Perhaps running all spkg-check should be added to the -testall runs?
(This may not be very practical however...given we don't leave all the
old builds around.)

> That's true, though there is an interest in improving that situation by a
> few people at least.
>
> If you look at the ticket I created listing the packages which don't have
> spkg-check files, you will see several others have added their usernames to
> 'cc' field. John Palmieri has done some work on this
>
> http://trac.sagemath.org/sage_trac/ticket/9352
>
> I fixed a couple recently
>
> http://trac.sagemath.org/sage_trac/ticket/9277
> http://trac.sagemath.org/sage_trac/ticket/9286
> http://trac.sagemath.org/sage_trac/ticket/9309
> http://trac.sagemath.org/sage_trac/ticket/9308
>
> and have created tickets for fixing a couple more
>
> http://trac.sagemath.org/sage_trac/ticket/9311
>
>> Many  packages  rely  on  doctests.
>
>
>> It leads me to the next
>> question.
>>
>> I  work on test suite for ALGLIB spkg. Previous release contained only
>> computational  core  tests,  now  I  want  to add Python-C integration
>> tests. These tests will be integrated into spkg-check.
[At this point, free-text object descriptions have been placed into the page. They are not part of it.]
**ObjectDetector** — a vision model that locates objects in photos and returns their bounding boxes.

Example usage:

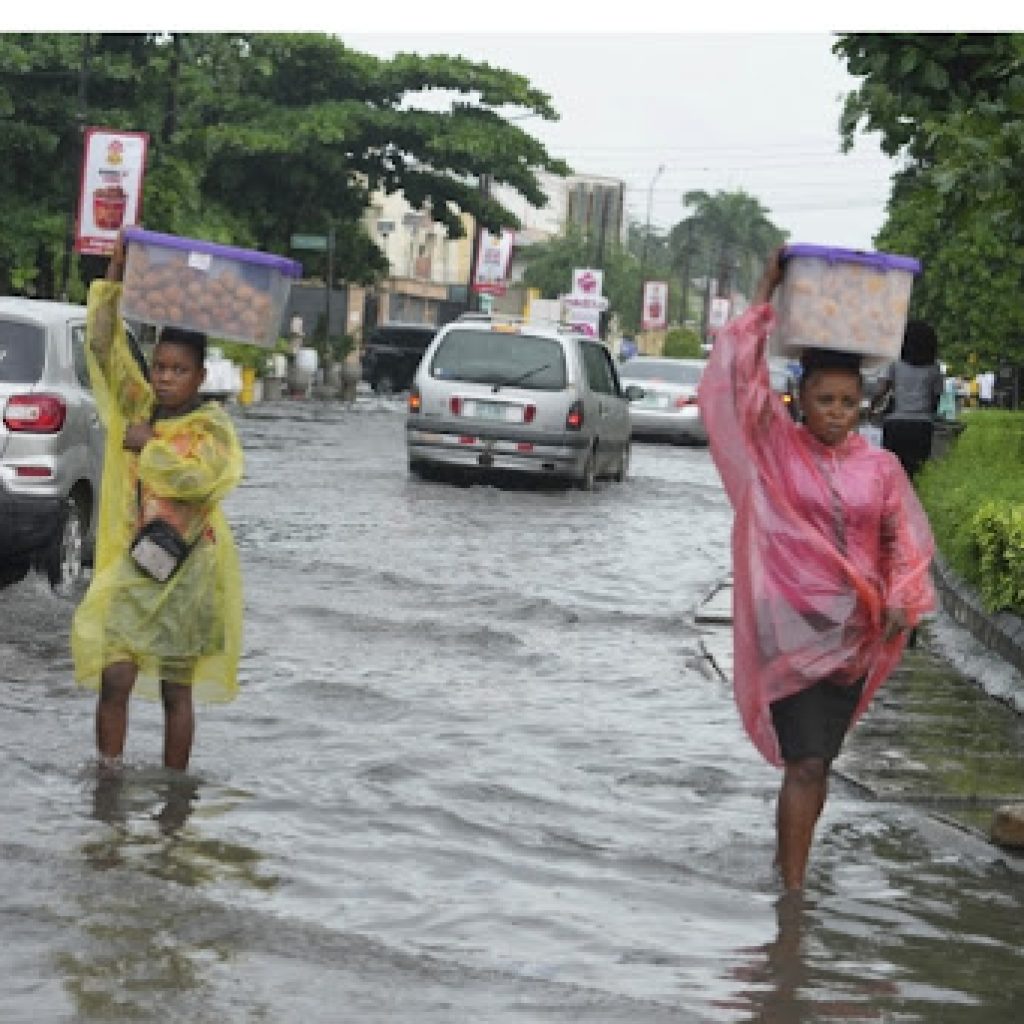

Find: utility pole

[467,173,491,313]
[61,32,91,300]
[638,164,664,331]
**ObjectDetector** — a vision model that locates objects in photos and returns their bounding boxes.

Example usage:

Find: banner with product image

[74,127,149,256]
[472,229,514,296]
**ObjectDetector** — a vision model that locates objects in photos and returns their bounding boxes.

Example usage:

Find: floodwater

[2,397,1024,1022]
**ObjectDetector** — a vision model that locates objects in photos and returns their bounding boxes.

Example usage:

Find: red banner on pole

[74,127,149,256]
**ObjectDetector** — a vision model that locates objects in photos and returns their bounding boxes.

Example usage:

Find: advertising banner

[709,296,731,329]
[641,280,668,331]
[75,127,149,256]
[472,229,514,295]
[572,267,604,297]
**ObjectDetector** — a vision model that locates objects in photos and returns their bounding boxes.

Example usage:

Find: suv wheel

[576,449,596,491]
[0,558,30,588]
[40,497,87,598]
[613,444,630,483]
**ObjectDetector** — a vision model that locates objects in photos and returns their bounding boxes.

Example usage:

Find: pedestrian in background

[71,234,245,772]
[697,249,935,892]
[873,320,944,479]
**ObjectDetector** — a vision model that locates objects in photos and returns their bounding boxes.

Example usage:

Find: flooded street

[2,398,1024,1022]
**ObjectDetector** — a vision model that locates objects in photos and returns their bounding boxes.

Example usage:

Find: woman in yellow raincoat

[72,240,244,770]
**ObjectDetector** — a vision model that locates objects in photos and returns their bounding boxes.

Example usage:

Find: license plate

[465,400,522,423]
[639,393,669,408]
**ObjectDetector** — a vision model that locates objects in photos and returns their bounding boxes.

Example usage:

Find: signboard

[572,267,604,297]
[709,296,731,329]
[642,280,668,331]
[566,307,601,338]
[472,229,514,295]
[74,127,149,256]
[291,233,328,251]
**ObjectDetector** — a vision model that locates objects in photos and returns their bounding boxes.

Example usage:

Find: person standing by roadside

[71,234,245,771]
[873,320,944,479]
[697,249,936,892]
[977,369,996,408]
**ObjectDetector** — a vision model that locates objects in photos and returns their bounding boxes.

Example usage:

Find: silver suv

[406,314,637,488]
[0,298,105,595]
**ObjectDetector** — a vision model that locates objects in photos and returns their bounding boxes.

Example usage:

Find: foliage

[674,189,787,301]
[521,226,647,334]
[833,33,1024,371]
[916,410,1024,613]
[662,326,703,359]
[0,32,570,297]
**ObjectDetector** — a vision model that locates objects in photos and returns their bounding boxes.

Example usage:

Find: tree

[0,32,571,298]
[670,190,786,334]
[833,33,1024,369]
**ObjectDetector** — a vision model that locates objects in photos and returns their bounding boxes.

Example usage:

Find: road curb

[931,553,1024,678]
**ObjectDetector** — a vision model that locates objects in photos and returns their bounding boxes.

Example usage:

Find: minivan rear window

[0,320,45,383]
[430,330,567,390]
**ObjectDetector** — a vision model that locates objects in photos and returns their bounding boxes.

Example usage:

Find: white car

[618,356,707,444]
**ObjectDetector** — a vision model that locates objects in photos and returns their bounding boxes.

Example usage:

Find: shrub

[916,410,1024,613]
[662,326,703,359]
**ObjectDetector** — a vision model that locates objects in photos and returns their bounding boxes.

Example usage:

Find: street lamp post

[638,164,665,332]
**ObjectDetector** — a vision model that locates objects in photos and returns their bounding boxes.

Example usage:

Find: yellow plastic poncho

[71,280,244,702]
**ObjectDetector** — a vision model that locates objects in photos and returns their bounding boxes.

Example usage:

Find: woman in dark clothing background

[874,319,944,479]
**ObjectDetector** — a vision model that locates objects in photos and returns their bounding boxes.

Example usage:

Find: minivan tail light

[449,396,462,416]
[408,386,422,413]
[565,400,584,431]
[4,394,67,433]
[524,404,537,424]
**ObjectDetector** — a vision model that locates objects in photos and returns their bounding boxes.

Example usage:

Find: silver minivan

[406,315,637,488]
[0,298,105,594]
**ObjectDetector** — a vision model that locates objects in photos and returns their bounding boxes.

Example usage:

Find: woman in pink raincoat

[697,250,935,891]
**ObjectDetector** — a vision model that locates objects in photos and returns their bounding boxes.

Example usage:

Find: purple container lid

[781,243,921,275]
[124,227,302,278]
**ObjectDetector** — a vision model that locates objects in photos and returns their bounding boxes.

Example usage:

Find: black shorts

[770,676,865,763]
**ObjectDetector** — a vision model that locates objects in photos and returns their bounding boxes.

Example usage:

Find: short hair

[799,346,863,388]
[157,326,207,369]
[900,319,938,366]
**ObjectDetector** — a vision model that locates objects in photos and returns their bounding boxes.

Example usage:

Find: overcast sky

[348,32,899,251]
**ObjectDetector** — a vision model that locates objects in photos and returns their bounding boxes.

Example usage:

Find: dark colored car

[361,323,438,394]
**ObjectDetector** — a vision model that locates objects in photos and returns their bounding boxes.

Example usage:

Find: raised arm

[85,232,153,426]
[696,247,794,505]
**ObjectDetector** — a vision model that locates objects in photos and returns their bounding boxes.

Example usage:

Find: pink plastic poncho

[697,303,936,767]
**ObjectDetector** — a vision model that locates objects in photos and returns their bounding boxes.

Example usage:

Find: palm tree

[676,189,787,300]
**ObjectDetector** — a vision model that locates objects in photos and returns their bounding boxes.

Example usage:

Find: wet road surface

[2,397,1023,1022]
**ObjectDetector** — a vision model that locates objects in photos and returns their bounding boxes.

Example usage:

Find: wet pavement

[2,395,1024,1022]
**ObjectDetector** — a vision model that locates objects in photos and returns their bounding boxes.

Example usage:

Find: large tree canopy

[834,33,1024,371]
[0,32,571,298]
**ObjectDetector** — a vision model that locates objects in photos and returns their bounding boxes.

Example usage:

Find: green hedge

[916,410,1024,614]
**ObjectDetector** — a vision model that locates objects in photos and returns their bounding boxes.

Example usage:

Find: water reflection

[56,766,278,1021]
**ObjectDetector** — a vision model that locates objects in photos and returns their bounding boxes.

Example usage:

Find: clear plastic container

[770,244,922,368]
[120,228,302,348]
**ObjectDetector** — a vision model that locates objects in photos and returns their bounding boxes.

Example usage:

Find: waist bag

[130,518,198,582]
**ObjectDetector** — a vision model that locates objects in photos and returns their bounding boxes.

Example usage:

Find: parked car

[406,314,638,488]
[361,322,439,394]
[0,298,106,594]
[769,357,801,422]
[617,356,708,444]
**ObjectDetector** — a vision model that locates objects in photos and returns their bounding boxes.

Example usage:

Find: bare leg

[161,680,195,771]
[775,757,829,891]
[97,660,138,762]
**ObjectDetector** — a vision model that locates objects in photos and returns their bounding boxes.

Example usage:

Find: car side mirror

[624,384,645,402]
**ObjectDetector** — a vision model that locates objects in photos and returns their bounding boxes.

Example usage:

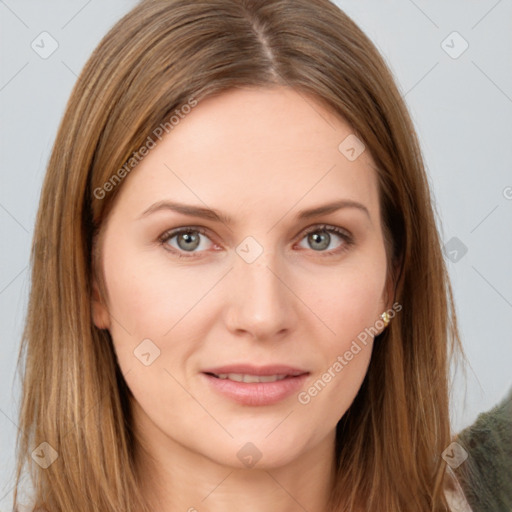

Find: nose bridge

[225,237,295,337]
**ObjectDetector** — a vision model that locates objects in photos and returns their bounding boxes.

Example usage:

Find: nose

[223,247,298,341]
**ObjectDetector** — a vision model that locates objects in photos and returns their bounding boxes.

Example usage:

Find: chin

[203,431,314,471]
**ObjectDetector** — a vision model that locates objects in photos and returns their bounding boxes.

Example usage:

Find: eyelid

[299,223,351,239]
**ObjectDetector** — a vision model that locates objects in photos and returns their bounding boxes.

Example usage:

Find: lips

[201,364,309,406]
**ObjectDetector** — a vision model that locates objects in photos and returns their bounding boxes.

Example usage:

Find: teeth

[257,375,282,383]
[215,373,288,383]
[241,374,261,383]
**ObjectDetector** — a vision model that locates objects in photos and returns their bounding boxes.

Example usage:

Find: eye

[159,227,216,258]
[158,224,354,259]
[296,224,353,256]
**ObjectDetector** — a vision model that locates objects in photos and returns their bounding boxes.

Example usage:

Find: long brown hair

[13,0,465,510]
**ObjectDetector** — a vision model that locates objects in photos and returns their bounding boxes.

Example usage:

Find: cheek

[302,346,373,430]
[295,257,385,413]
[103,243,211,335]
[297,287,377,426]
[101,250,209,421]
[304,259,387,344]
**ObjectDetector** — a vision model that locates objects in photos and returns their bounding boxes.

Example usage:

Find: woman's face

[92,86,392,470]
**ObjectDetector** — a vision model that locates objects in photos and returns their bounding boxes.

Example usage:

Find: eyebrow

[139,199,370,224]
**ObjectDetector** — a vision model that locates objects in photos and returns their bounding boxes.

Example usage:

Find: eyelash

[158,224,354,259]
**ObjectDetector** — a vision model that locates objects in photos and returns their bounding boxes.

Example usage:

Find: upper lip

[202,364,309,377]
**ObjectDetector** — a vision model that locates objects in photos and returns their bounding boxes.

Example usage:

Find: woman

[13,0,468,510]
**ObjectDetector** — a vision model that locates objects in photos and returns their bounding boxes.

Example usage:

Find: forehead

[112,86,380,224]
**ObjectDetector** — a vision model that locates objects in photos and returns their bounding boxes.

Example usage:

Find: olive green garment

[454,386,512,512]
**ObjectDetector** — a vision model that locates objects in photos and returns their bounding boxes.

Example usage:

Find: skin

[92,86,393,512]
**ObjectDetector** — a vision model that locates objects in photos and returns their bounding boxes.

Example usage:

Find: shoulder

[444,472,473,512]
[453,386,512,511]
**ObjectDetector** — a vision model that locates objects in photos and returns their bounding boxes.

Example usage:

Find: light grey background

[1,0,511,508]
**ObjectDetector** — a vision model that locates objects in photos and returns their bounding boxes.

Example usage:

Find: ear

[91,277,111,330]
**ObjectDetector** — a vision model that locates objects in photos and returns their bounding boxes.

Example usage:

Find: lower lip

[201,373,309,406]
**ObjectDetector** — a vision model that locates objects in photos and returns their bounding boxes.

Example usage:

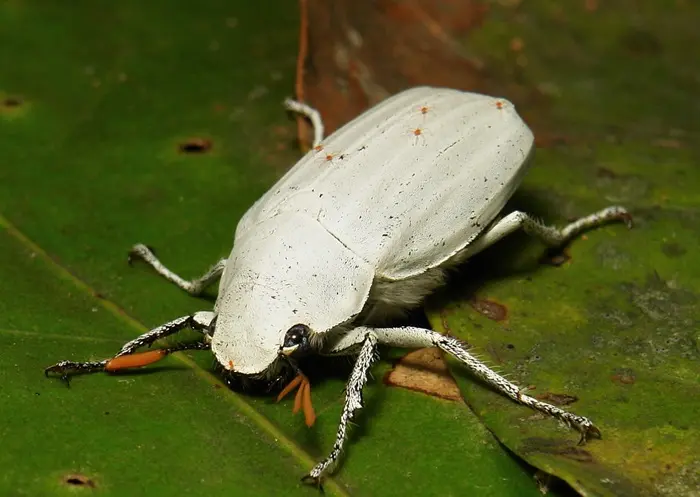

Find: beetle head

[210,280,319,377]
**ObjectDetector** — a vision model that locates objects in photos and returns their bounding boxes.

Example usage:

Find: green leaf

[1,1,550,495]
[429,2,700,496]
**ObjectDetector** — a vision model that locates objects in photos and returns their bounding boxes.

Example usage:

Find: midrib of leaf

[0,212,350,497]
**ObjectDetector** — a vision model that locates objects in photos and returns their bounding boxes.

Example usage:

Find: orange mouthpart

[276,373,316,427]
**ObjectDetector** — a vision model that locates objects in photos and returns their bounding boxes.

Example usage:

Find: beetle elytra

[46,86,631,485]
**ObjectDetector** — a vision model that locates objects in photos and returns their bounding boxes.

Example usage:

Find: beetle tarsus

[300,474,325,494]
[620,211,634,229]
[127,243,225,296]
[577,423,602,445]
[44,360,108,380]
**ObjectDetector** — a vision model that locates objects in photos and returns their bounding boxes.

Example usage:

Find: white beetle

[47,87,630,484]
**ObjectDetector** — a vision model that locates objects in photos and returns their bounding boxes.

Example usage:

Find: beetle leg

[114,312,214,356]
[45,312,214,381]
[303,331,378,485]
[128,244,226,296]
[365,326,601,443]
[283,98,325,149]
[463,206,632,259]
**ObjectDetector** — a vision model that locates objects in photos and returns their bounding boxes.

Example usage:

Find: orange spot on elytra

[313,144,323,151]
[276,373,316,427]
[495,101,504,110]
[227,360,234,370]
[420,105,429,115]
[413,128,423,136]
[325,153,334,161]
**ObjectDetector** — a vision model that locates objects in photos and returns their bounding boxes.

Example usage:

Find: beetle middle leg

[128,243,225,296]
[45,312,215,381]
[463,205,632,259]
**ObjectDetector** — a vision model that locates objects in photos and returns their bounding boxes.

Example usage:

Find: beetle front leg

[364,326,600,443]
[303,331,379,486]
[463,206,632,259]
[128,244,226,296]
[45,312,214,381]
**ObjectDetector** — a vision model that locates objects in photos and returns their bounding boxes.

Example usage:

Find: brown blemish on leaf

[384,347,462,401]
[585,0,599,12]
[509,37,524,52]
[294,0,489,138]
[620,28,662,56]
[652,138,682,149]
[661,242,686,258]
[2,96,22,108]
[63,474,96,488]
[522,438,594,463]
[1,94,28,118]
[533,133,570,148]
[294,0,312,148]
[597,167,619,179]
[439,308,454,335]
[535,392,579,406]
[470,297,507,321]
[540,248,571,267]
[556,446,595,463]
[611,368,636,385]
[178,138,212,154]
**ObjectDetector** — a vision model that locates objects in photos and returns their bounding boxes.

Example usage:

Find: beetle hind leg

[283,98,325,149]
[435,332,601,442]
[533,205,632,246]
[361,326,602,443]
[128,243,225,296]
[463,205,632,259]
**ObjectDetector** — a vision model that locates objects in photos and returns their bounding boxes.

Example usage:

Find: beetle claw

[127,244,157,266]
[301,474,324,493]
[577,424,602,445]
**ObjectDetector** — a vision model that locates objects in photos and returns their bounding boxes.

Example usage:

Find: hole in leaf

[2,97,22,108]
[179,138,212,153]
[63,474,96,488]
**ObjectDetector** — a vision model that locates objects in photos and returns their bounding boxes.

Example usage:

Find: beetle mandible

[46,86,631,484]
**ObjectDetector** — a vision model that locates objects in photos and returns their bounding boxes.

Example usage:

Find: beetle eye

[281,324,311,356]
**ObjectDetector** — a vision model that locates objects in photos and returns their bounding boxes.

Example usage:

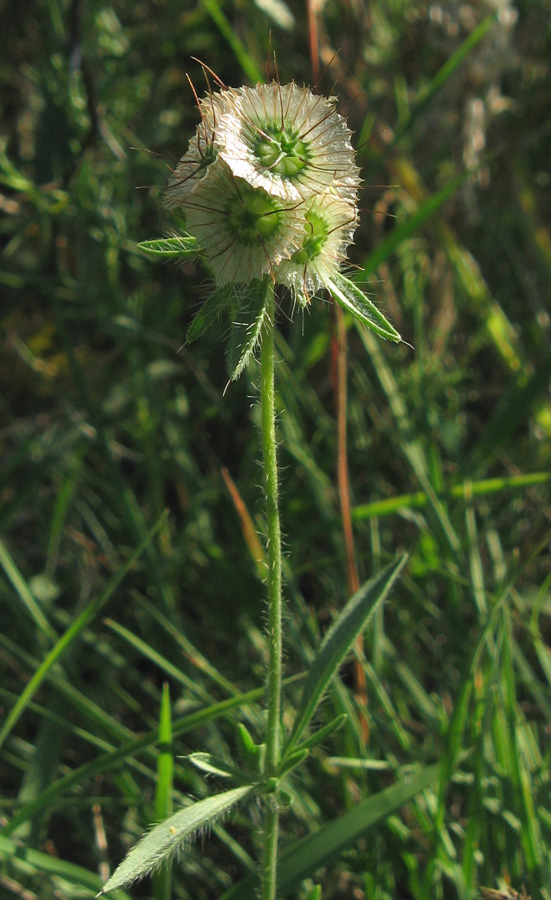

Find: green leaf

[199,0,263,84]
[0,537,57,639]
[236,722,266,774]
[3,683,266,838]
[226,279,271,381]
[188,752,233,778]
[359,170,468,278]
[138,236,199,258]
[294,715,347,753]
[0,833,133,898]
[327,273,401,341]
[99,785,255,895]
[236,722,256,755]
[219,763,438,899]
[0,513,168,752]
[284,555,408,757]
[187,284,235,343]
[187,752,252,784]
[277,749,309,778]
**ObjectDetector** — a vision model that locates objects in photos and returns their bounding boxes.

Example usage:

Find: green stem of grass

[260,283,283,900]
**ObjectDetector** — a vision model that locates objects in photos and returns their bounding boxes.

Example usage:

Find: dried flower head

[274,193,358,306]
[180,159,302,285]
[215,81,361,202]
[164,91,229,208]
[145,76,401,363]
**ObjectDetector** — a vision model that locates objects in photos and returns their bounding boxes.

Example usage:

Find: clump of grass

[1,1,550,899]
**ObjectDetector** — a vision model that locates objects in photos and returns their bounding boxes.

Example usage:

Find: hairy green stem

[260,284,283,900]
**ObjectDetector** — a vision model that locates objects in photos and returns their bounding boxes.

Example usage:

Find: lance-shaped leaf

[226,279,270,381]
[293,714,347,753]
[138,235,199,259]
[187,283,236,343]
[284,555,407,758]
[188,752,254,784]
[99,785,254,895]
[327,272,401,342]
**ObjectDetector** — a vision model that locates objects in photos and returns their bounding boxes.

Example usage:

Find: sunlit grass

[1,0,550,898]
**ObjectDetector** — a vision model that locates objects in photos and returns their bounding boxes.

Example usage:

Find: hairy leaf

[187,284,235,343]
[328,272,401,341]
[138,235,199,258]
[226,280,271,381]
[99,785,254,895]
[284,555,407,757]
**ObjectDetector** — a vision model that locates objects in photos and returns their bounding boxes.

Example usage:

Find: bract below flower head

[163,91,230,209]
[181,160,303,285]
[274,194,358,305]
[215,81,361,203]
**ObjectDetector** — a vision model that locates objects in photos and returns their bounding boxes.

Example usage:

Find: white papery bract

[274,193,358,306]
[182,160,303,285]
[164,91,230,208]
[215,81,361,203]
[160,79,401,350]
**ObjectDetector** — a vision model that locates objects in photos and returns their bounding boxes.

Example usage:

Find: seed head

[156,78,401,347]
[181,160,302,284]
[164,91,229,208]
[215,81,361,202]
[274,193,358,305]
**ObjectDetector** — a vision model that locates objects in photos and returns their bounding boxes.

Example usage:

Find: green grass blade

[468,356,551,473]
[0,512,168,752]
[138,596,241,696]
[277,764,438,896]
[500,607,542,870]
[104,618,215,703]
[2,685,265,836]
[153,683,174,900]
[284,555,407,757]
[352,472,550,520]
[0,833,132,898]
[358,327,461,556]
[360,172,466,278]
[393,13,496,143]
[0,537,56,639]
[100,785,255,895]
[199,0,263,84]
[422,583,520,892]
[0,631,136,746]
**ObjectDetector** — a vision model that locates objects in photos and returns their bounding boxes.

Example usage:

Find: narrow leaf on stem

[226,278,271,381]
[99,785,254,896]
[328,272,401,342]
[138,236,199,258]
[284,555,408,758]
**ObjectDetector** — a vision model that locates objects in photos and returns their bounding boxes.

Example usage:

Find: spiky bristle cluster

[164,79,360,305]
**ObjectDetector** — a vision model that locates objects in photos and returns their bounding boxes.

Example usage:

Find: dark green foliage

[1,0,551,899]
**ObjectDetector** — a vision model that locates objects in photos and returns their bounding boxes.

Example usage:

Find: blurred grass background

[1,0,551,898]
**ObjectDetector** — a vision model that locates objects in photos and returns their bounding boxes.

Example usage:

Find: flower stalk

[118,74,404,900]
[259,281,283,900]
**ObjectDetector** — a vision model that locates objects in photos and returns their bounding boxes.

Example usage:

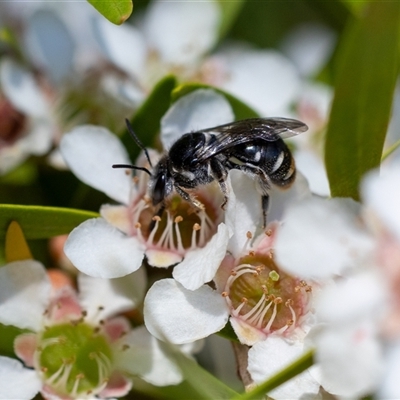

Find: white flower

[60,90,232,287]
[274,162,400,397]
[0,260,181,400]
[0,58,55,174]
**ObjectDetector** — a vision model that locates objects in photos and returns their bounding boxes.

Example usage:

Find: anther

[135,222,141,229]
[265,229,272,236]
[174,215,183,223]
[246,231,253,239]
[221,291,229,297]
[152,215,161,222]
[193,223,201,231]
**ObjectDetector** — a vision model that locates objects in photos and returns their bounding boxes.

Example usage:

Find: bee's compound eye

[152,173,166,205]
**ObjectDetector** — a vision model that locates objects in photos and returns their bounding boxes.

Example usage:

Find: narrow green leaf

[173,350,239,399]
[217,0,245,39]
[172,83,259,120]
[122,75,177,160]
[232,349,314,400]
[0,204,98,241]
[325,2,400,199]
[87,0,133,25]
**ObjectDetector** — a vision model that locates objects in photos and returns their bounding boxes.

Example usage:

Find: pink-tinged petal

[0,356,42,399]
[248,337,320,399]
[114,325,183,386]
[146,249,183,268]
[144,279,229,344]
[214,254,236,293]
[144,0,220,65]
[220,50,300,116]
[78,268,147,322]
[230,317,267,346]
[99,370,132,398]
[59,125,132,205]
[14,333,38,368]
[47,286,82,322]
[160,89,234,149]
[313,325,383,397]
[173,223,230,290]
[93,16,146,78]
[100,204,131,235]
[275,197,375,280]
[362,164,400,241]
[102,316,131,343]
[0,58,48,117]
[64,218,145,278]
[0,260,50,331]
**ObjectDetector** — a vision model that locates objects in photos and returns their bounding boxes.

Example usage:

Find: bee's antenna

[112,163,152,176]
[125,118,153,168]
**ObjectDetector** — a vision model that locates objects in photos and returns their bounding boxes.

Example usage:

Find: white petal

[230,317,268,346]
[294,149,330,197]
[316,270,387,324]
[18,119,53,156]
[0,357,42,399]
[362,164,400,241]
[78,268,147,323]
[221,50,300,116]
[146,249,183,268]
[100,204,131,234]
[225,170,265,256]
[0,261,50,331]
[160,89,234,149]
[25,8,75,82]
[92,16,146,78]
[281,23,336,77]
[144,0,220,65]
[173,223,230,290]
[144,279,229,344]
[378,340,400,399]
[0,58,48,117]
[314,325,383,397]
[249,337,320,399]
[59,125,132,204]
[114,325,183,386]
[275,197,375,279]
[64,218,145,278]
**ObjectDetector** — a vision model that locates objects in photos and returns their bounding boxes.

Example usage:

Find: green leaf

[325,2,400,199]
[0,204,98,241]
[172,83,259,120]
[122,75,177,160]
[217,0,245,39]
[0,324,27,358]
[232,349,314,400]
[87,0,133,25]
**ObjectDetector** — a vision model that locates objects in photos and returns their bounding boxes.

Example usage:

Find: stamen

[174,216,184,253]
[71,373,85,397]
[190,223,201,249]
[147,216,161,244]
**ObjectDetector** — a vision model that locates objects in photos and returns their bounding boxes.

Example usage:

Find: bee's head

[150,156,173,206]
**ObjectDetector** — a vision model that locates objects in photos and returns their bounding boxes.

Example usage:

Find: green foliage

[0,205,98,241]
[216,0,245,39]
[87,0,133,25]
[325,2,400,199]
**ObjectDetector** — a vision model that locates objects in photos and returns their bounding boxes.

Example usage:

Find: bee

[113,117,308,227]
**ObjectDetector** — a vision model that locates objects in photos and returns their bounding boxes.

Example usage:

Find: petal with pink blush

[99,370,133,398]
[14,333,38,368]
[102,317,132,343]
[47,286,82,322]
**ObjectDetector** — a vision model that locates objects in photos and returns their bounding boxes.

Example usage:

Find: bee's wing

[196,117,308,161]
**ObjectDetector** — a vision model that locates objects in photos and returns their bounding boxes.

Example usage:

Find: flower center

[0,96,26,147]
[36,322,113,397]
[130,175,221,255]
[223,253,312,335]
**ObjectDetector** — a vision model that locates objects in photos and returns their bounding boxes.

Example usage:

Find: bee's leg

[175,185,205,210]
[209,158,229,209]
[261,195,270,228]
So testing will
>> be done as follows:
>> 1) spkg-check is called
>> 2) computational core (external shared library) is tested
>> 3) if failed, testing is stopped
>> 4) communication between core and Python is tested
>>
>> Step  (4) is just execution of very large Python script which tries to
>> call different ALGLIB functions and to check their result. This script
>> is  automatically generated from formal description - it will allow me
>> to use these tests later in other programming languages.
>>
>> It  is  also  possible  to automatically generate doctests from formal
>> description used to generate spkg-check.
>
> I'm impressed. Sage needs more people like you, who take testing a bit more
> seriously.
>
>> So I have three options:
>> a) to test ALGLIB from spkg-check only
>> b) to generate doctests and to test ALGLIB using doctests only
>> c) to use BOTH spkg-check and doctests
>>
>> But what should I choose in this situation?
>
> Many packages are checked by both spkg-check and doctests. If you take a
> package like R for instance, the spkg-check will run R's testsuite, whereas
> the doctests will only confirm that R can be called from Sage - there is
> very little actual testing done of R.

And then there are other packages like pari where the sage doctests do
way more testing than any existing upstream tests.